South Korea has one of the lowest rates of infection in the world and is one of the few economies expected to grow in 2020.

1 comments

>The free market is right there, refusing to address shortages and price gouging you for essential supplies

It's hardly a free market when there's anti price gouging laws.

So if we let them take more advantage of the situation then it will improve?
Yes. If factories can hike prices, then they can recoup their investments faster. Right now there's little incentive for them to invest into expanding capacity, because the demand eventually dies down, and they never see a return on the sums they invested.

https://news.ycombinator.com/item?id=22789340

>The common theme is that during an outbreak like this, everybody wants to be his customer.
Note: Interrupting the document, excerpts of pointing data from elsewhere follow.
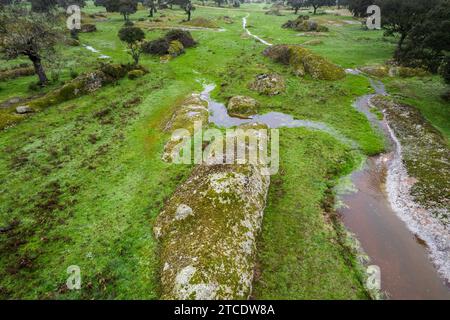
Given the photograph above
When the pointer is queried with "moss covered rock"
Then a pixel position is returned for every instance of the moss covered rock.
(191, 109)
(183, 36)
(83, 84)
(304, 61)
(424, 154)
(268, 84)
(134, 74)
(207, 233)
(16, 73)
(88, 27)
(242, 106)
(407, 72)
(175, 48)
(202, 23)
(378, 71)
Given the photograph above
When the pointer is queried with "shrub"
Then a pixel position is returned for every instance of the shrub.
(16, 72)
(158, 46)
(302, 23)
(114, 70)
(176, 48)
(184, 37)
(33, 86)
(304, 61)
(134, 74)
(73, 74)
(88, 27)
(444, 70)
(128, 23)
(202, 23)
(72, 42)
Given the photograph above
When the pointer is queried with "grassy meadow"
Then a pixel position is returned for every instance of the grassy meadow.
(83, 181)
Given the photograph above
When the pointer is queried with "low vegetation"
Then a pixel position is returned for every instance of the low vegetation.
(86, 166)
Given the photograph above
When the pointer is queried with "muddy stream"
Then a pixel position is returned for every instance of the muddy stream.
(408, 261)
(406, 269)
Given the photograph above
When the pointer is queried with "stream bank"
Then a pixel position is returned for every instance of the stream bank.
(398, 234)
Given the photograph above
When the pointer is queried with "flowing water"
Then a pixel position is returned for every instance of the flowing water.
(218, 115)
(378, 213)
(403, 256)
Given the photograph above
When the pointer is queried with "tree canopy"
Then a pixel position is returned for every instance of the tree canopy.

But as soon as an outbreak subsides, his customers dump him and run back to China. The reason? His masks may cost a dime each, but a made-in-China mask might go for two cents.

>“Last time he geared up and went three shifts a day working his tail off,” the mayor recalled. “As soon as the issue died, he didn’t have any sales. He had to pay unemployment for all these people, and he had to gear down.”

Who’s going to invest anything in solving this problem, knowing we will indignantly refuse to compensate them? There would be stockpiles and reserve factory capacity if only we allowed them to be worth keeping.